Garrus smiled in spite of himself. "Don't I know it. Thanks, dad. That . . . it means a lot to hear you say that."

"Don't worry about this too much. You're her real father, and she knows it."

"Yeah. I'll talk to you again soon."

"Looking forward to it." He hung up without saying goodbye, something the both of them picked up in C-Sec, another lifetime ago. After one last check through the house to make sure everything was locked up, he went to bed. Shepard hummed in her sleep when he slid in beside her and she pulled his arm around her before drifting off again. It took only a little while longer for him to fall into a troubled sleep.

He didn't wake up until early afternoon, and he stumbled out into the living room in just a pair of pants to the sound of the television and the coffee maker running. "Hey, dad," Maya said from the couch. "I heard you get up so I started your kava for you."

"Thanks, hon. Feeling better?"

"Yeah, my fever broke last night. I'm back down to 99 degrees."

"Glad to hear it." He poured a steaming cup for himself and blew on it while the last of his grogginess shuffled off his shoulders, and sat down beside her. She leaned against him and let him kiss her hair, and he thought he smelled the blue paint he used on his markings. He tilted her head up and saw that she had donned the Vakarian clan tattoos this morning, something she hadn't done in a while. She smiled shyly and tried to shrug it off.

"It just seemed like a good day to put them on again, you know?"

Garrus wrapped his arm around her shoulders and pulled her close. "Yeah."

After a long minute, she said, "Hey dad, about what I said last night . . . I think I changed my mind."

"You sure?"

"Mmm-hmm. You were right, that other guy doesn't matter. He might have contributed to my genes, but he's not my dad. That dubious honor goes to you." She grinned up at him and saw his wife as she'd been when he'd first met her all those years ago in his daughter's face. It was enough to put a lump in his throat and he mussed her hair to get her laughing. "Daa-aad!" she complained, ducking out from under his hand. "Now you have to fix it."

"You want me to braid it for you?"

"Yeah, okay." She turned around so her back was to him and handed him a hairbrush from the coffee table. "You know, the other kids at school don't believe me when I tell them you've been doing my hair for me since I was in preschool."

"Maybe you should make a video or something."

"Big bad turian bad-ass—uh, bad-boy—like you? Your reputation would never survive."

"I'm going to have to talk to your mother about your language, young lady."

"Hey, you say worse in the car when she drives."

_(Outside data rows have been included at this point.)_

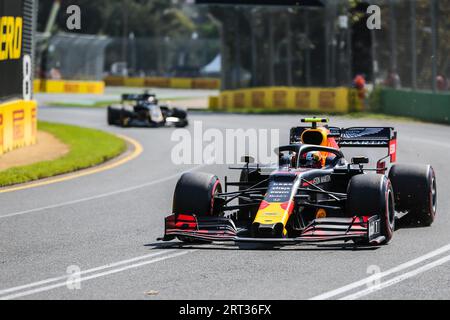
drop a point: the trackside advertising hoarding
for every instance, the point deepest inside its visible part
(16, 47)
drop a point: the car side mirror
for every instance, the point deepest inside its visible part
(360, 160)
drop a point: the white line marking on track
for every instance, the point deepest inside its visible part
(107, 266)
(93, 276)
(371, 279)
(99, 196)
(397, 279)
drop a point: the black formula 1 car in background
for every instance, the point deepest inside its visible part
(143, 110)
(313, 194)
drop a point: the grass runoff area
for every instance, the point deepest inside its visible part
(88, 147)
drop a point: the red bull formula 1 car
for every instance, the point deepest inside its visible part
(143, 110)
(313, 194)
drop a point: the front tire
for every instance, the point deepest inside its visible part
(194, 194)
(369, 195)
(415, 192)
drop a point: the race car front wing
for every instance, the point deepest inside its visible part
(219, 229)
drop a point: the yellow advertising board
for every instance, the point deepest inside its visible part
(66, 86)
(18, 124)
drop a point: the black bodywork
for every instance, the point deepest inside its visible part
(304, 193)
(143, 110)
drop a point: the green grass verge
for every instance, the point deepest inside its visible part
(88, 147)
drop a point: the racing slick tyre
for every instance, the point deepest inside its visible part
(414, 192)
(179, 113)
(113, 115)
(194, 194)
(109, 116)
(372, 194)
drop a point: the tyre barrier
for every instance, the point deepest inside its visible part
(164, 82)
(325, 100)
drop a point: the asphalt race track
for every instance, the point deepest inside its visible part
(107, 223)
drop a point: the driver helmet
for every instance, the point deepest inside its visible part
(313, 159)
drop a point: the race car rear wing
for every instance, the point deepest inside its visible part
(137, 97)
(358, 137)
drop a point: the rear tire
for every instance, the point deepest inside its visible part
(369, 195)
(415, 192)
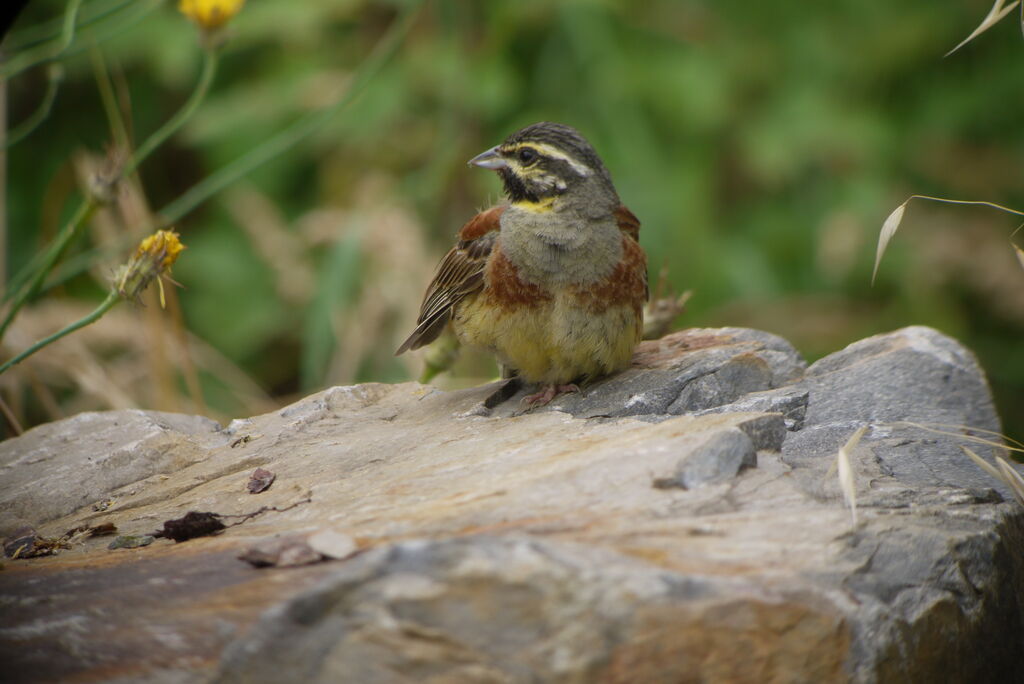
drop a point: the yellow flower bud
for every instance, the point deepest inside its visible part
(154, 257)
(210, 13)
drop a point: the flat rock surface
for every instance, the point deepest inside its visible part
(674, 522)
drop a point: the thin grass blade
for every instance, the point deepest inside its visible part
(888, 230)
(1013, 478)
(995, 14)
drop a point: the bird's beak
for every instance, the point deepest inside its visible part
(489, 160)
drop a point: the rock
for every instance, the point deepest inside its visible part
(538, 546)
(914, 375)
(59, 467)
(719, 459)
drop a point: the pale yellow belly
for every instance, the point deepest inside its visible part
(554, 342)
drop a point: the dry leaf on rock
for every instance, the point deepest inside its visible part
(131, 542)
(287, 552)
(192, 525)
(260, 480)
(332, 544)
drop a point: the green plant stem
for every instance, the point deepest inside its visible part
(19, 132)
(174, 123)
(298, 130)
(90, 204)
(30, 37)
(46, 52)
(974, 202)
(108, 304)
(82, 214)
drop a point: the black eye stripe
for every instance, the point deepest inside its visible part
(527, 155)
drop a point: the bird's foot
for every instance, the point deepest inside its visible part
(549, 392)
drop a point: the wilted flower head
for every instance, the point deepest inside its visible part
(154, 258)
(210, 13)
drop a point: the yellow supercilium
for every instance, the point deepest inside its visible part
(210, 13)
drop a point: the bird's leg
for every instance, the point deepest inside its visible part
(548, 392)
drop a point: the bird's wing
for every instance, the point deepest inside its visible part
(630, 225)
(628, 222)
(459, 274)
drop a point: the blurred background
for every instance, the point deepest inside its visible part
(762, 145)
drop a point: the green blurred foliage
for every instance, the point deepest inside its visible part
(761, 144)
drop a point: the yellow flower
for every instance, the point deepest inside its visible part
(210, 13)
(153, 258)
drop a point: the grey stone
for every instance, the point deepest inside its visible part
(58, 467)
(914, 375)
(790, 401)
(532, 546)
(719, 459)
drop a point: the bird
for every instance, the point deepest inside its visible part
(553, 281)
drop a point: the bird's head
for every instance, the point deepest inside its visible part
(544, 162)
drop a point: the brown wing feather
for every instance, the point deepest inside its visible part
(630, 224)
(459, 274)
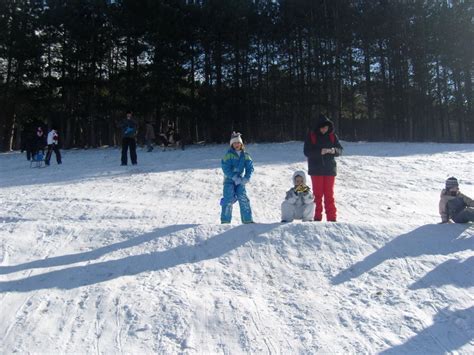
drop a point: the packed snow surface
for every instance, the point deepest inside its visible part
(100, 258)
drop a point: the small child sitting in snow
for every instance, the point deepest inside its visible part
(299, 200)
(455, 205)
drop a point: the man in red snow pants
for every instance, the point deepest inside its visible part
(321, 147)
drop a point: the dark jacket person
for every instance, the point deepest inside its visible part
(321, 147)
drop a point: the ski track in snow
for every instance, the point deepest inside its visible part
(97, 258)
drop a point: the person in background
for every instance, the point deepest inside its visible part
(149, 135)
(38, 142)
(53, 145)
(129, 132)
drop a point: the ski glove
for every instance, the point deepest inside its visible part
(237, 180)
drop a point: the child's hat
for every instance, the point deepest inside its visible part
(451, 182)
(236, 138)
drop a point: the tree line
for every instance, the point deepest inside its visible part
(399, 70)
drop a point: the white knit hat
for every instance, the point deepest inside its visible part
(236, 138)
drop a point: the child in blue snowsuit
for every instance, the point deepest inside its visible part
(238, 168)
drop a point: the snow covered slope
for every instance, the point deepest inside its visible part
(98, 258)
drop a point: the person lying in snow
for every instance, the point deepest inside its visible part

Garrus shuddered in mock-horror and she laughed. "Don't remind me." He wondered how much longer she'd let him do this. After all, she'd be going to college before they knew it, making new friends, getting a job, buying a house, building a future. It made him more nostalgic than usual, and when he was finished with her hair she turned and smiled at him, and for a moment she was six years old again. She immediately shot off the couch to go look at herself, just as she'd always done when she was small and needed to stand on the toilet to see in the mirror, and he was left sitting on the couch, thinking back on what his father had said and knew it to be true.

He laughed out loud and Maya leaned out into the hallway to see what was going on, then rolled her eyes at her crazy father. He probably wouldn't have been able to explain what was so funny anyway; that after all these years of contention, he'd finally agreed with his dad about something.